Here's a twist in the patent wars. A federal jury in Pittsburgh in late December ordered chipmaker Marvell Technology Group Ltd. to pay nearly $1.17 billion — yes, with a “B” — after it lost a patent infringement case brought by Carnegie Mellon University. The award is one of the largest ever in a patent case, topping the $1 billion award Apple got against Samsung.
The size of the award is not the only striking thing about this case, although it probably wouldn't have received so much attention if it hadn't been for the stratospheric figure. The case is also interesting because of what it does not have:
- It does not involve sexy smartphone patents. Rather it involves two boring (except maybe to an engineer) patents on noise predictive detection in disk drive controllers. This technology increases accuracy in retrieving data from drives. (The specific patent numbers are 6,201,839 and 6,438,180.)
- It does not involve high-profile, multibillion-dollar OEMs slugging it out in the courts.
- It does not involve a patent troll going after a brand-name company. Instead, it is a highly respected East Coast academic and research institution of higher learning versus an obscure (at least to most consumers) Silicon Valley chip company.
The award could go even higher, up to triple the current amount, because the jury ruled that Marvell intentionally infringed the patents. In February, CMU requested just that, as well as a permanent injunction against the infringing Marvell chips, according to Reuters. For its part, Marvell has filed a number of post-trial motions, including asking for a mistrial and for a reduction in damages. The judge has set a May 1 hearing to consider the issues. Marvell says it will appeal the case, if need be, to the US Court of Appeals for the Federal Circuit.
against Marvell, an outcome that the IC company is appealing.
The treble-damage award, including interest requested by CMU, would exceed the current endowment of the university and nearly equal Marvell's $3.8 billion market capitalization, according to the Patently O law blog.
It's not clear how or even whether an injunction would affect the chip company. The patents are used in its “read channel and hard-disk drive chips that include media noise processor (MNP) or non-linear Viterbi detector (NLD) features,” according to information on Marvell’s website. There, Marvell plays down the possibility, saying that it has strong grounds upon which to oppose an injunction.

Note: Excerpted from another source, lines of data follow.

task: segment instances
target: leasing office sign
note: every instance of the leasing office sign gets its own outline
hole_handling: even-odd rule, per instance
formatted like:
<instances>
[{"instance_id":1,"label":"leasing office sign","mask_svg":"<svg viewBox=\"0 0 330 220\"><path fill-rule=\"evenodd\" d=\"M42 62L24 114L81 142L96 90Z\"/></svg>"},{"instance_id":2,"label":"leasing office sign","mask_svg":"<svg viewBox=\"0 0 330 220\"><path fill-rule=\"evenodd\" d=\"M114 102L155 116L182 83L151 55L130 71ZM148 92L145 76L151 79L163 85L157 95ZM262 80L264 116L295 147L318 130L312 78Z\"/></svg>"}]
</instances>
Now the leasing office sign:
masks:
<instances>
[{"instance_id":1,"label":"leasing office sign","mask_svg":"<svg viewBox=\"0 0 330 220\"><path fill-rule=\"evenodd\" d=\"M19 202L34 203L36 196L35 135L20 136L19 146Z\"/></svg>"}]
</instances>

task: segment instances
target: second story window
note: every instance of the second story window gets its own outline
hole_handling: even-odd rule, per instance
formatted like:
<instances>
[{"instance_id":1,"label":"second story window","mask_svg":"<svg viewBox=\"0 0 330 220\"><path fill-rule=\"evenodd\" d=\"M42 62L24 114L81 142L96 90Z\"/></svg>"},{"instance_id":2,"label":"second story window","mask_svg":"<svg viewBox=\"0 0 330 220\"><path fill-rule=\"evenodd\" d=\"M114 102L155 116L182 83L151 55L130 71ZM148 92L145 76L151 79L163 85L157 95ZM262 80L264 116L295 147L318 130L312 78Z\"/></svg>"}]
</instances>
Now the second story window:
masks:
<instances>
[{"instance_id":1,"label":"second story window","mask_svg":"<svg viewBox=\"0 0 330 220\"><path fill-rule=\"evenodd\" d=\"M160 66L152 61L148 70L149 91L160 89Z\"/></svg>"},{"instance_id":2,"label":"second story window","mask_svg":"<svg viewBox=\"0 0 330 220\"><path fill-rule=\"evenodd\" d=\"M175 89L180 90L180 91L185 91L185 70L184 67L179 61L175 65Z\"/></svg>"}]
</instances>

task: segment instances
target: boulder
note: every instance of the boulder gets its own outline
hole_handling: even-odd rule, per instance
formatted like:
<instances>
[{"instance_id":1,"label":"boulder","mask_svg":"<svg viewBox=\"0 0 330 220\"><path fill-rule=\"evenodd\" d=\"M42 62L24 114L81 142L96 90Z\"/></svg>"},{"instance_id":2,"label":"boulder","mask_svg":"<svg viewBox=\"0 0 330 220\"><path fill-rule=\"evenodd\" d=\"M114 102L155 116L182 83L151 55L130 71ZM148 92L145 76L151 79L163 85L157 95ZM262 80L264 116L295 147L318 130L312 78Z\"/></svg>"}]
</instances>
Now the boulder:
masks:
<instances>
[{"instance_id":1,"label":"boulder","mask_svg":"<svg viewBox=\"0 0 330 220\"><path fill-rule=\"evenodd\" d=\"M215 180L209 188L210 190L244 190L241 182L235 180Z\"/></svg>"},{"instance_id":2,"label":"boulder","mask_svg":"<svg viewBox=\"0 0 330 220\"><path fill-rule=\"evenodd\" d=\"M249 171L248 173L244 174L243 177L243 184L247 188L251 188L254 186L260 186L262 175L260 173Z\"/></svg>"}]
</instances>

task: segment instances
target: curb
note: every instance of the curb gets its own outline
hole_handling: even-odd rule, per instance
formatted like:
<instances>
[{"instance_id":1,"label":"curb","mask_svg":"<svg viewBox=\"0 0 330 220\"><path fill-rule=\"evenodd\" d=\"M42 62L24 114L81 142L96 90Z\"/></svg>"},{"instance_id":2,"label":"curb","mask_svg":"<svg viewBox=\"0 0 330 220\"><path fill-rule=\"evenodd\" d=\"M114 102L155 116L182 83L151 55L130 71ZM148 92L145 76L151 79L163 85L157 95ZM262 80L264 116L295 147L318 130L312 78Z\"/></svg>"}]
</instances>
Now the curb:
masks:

“Since CMU does not make any actual products that compete with Marvell's products, CMU is not suffering any 'irreparable harm,' which is a prerequisite for an injunction,” Marvell contends.
The university said that at least nine Marvell chips use the patents. RBC Capital Markets analyst Doug Freedman says the Marvell chips affected represent a substantial proportion of the company's disk drive revenues, which in turn constitute about 50 percent of Marvell's total revenue. An injunction would probably have little impact on Marvell, however, because neither its chips nor the disk drives that use them are manufactured in the United States. It could, however, have an effect down the supply chain, on Marvell's disk drive customers: Western Digital and Seagate.
“An injunction's going to hurt them more than it's going to hurt anybody else,” says Freedman. Even then, however, the effect could be minimal because most drives are integrated into systems before being shipped to the United States.
Despite the huge award, the case will most likely fade from the headlines without causing much of a ripple in supply chains. After all, most such huge damage awards by juries are either dramatically reduced (a judge recently slashed the award in the Apple-Samsung case to $600 million) or set aside completely.
Often, the parties end up settling. That's what Freedman thinks is the most likely outcome in this case as well, and for an amount way below a billion dollars.
“Our thought is that this [case] settles for an amount that is completely palatable to the [Marvell] investor,” he says.